The three-day series of events began with what was supposed to be a simple football game against a rival school. Holden was supposed to make sure that the team's equipment arrived at the game however he lost the equipment on the subway and was subsequently expelled from the school. The news distressed him but he was powerless to stop it from happening.

Holden spent his last day as a student at Pencey Prep in his dormroom reading. He wanted to be left alone however his roommate picked a fight with him and Holden lost miserably. Holden was supposed to stay the final two days of the term but after his fight with his roommate he decided to take a trip to New York City and blow off some steam. While there, he had a series of unfortunate run-ins with hookers, their pimp and a few old flames.

Despite being set over half a century ago, the Catcher in the Rye explores a number of themes that many 21st Century youths can relate to because they face similar challenges as they come of age. The main protagonist is deeply flawed in a way that makes him relatable and funny even though his decision-making skills could do with a lot of work.

Salinger made no attempt to make Holden look like an angel. From the very start you can tell that he's abbrasive, rebellious and lazy. The book is supposed to be for young adults and teens however the sheer volume of profanity in this book is so high that most parents wouldn't let their children read it if it was not considered a classic.

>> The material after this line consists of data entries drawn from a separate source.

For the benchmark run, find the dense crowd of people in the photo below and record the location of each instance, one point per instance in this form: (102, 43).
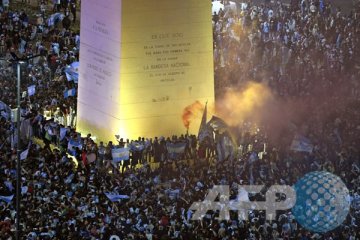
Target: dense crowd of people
(305, 52)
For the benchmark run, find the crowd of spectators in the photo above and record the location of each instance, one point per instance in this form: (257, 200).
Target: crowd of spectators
(306, 51)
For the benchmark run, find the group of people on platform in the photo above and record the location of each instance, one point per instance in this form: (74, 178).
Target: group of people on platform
(305, 52)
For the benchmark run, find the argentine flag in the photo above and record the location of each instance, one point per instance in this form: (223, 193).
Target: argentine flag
(176, 148)
(115, 197)
(70, 93)
(55, 18)
(120, 154)
(72, 145)
(72, 72)
(7, 199)
(31, 90)
(301, 144)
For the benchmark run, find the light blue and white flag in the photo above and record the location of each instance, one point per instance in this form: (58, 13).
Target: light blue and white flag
(120, 154)
(24, 190)
(116, 197)
(55, 18)
(62, 133)
(136, 146)
(177, 148)
(301, 144)
(69, 93)
(72, 72)
(31, 90)
(9, 185)
(24, 154)
(7, 198)
(72, 145)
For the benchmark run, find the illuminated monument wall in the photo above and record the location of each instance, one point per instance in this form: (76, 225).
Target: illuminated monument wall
(141, 63)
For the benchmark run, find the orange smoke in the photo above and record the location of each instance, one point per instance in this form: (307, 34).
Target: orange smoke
(190, 112)
(238, 105)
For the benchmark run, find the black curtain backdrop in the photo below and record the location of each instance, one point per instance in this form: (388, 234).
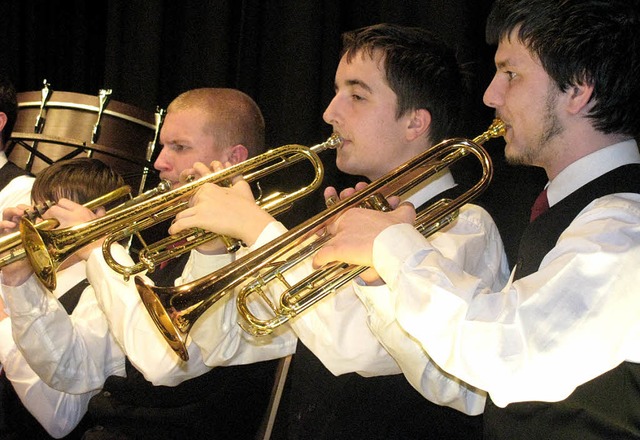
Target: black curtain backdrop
(283, 53)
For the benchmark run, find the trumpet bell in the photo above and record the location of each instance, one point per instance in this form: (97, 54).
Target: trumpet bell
(190, 301)
(160, 313)
(39, 257)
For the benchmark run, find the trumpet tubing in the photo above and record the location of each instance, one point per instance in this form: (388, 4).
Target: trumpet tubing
(13, 243)
(176, 309)
(46, 250)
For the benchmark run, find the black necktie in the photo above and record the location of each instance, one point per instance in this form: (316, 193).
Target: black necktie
(540, 205)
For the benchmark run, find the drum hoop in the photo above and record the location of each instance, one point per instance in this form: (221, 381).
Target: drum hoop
(103, 149)
(71, 105)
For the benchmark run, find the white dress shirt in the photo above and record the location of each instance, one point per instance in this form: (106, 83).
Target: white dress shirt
(540, 337)
(215, 339)
(17, 191)
(58, 412)
(347, 336)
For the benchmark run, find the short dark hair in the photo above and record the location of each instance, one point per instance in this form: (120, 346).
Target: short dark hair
(8, 106)
(80, 179)
(595, 42)
(421, 70)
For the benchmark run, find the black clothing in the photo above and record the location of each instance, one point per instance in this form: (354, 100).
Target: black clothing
(607, 407)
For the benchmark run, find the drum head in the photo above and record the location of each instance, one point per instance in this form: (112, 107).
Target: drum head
(76, 125)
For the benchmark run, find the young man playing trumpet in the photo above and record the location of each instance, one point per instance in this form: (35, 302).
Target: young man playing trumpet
(398, 91)
(30, 407)
(161, 396)
(556, 347)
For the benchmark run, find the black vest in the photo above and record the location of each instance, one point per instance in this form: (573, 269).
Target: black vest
(607, 407)
(16, 422)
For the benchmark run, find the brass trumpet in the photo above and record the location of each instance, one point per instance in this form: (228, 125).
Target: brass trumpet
(47, 249)
(12, 243)
(176, 309)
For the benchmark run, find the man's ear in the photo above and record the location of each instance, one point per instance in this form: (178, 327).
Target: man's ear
(238, 153)
(578, 98)
(419, 122)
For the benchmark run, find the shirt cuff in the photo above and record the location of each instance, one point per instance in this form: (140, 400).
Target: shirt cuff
(393, 247)
(6, 340)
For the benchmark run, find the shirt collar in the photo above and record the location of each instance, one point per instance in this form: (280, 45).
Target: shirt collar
(590, 167)
(437, 184)
(69, 277)
(3, 159)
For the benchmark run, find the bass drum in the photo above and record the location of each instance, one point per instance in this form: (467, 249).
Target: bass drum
(53, 126)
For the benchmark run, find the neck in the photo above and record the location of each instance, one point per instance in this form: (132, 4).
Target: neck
(573, 145)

Some might say that the heavy use of foul language and adult themes such as prostitution are overused however the excess brings the characters to life and makes them more realistic. The adult themes means that younger readers are excluded from the target audience however the moral issues explored in the book would not be as evident without them. The Catcher in the Rye is designed to show how a man must lose a part of his innocence when he reaches adulthood and that could not be done without showing how dark and dirty the real world can be.

Despite the dark themes, Salinger's book is a brilliant coming-of-age novel and an inspiring read. Holden experiences a lot of bad luck in those three days however his perseverance in the face of hardship will inspire young readers to stay true to themselves and their convictions when dealing with the many evils that the world will throw at them.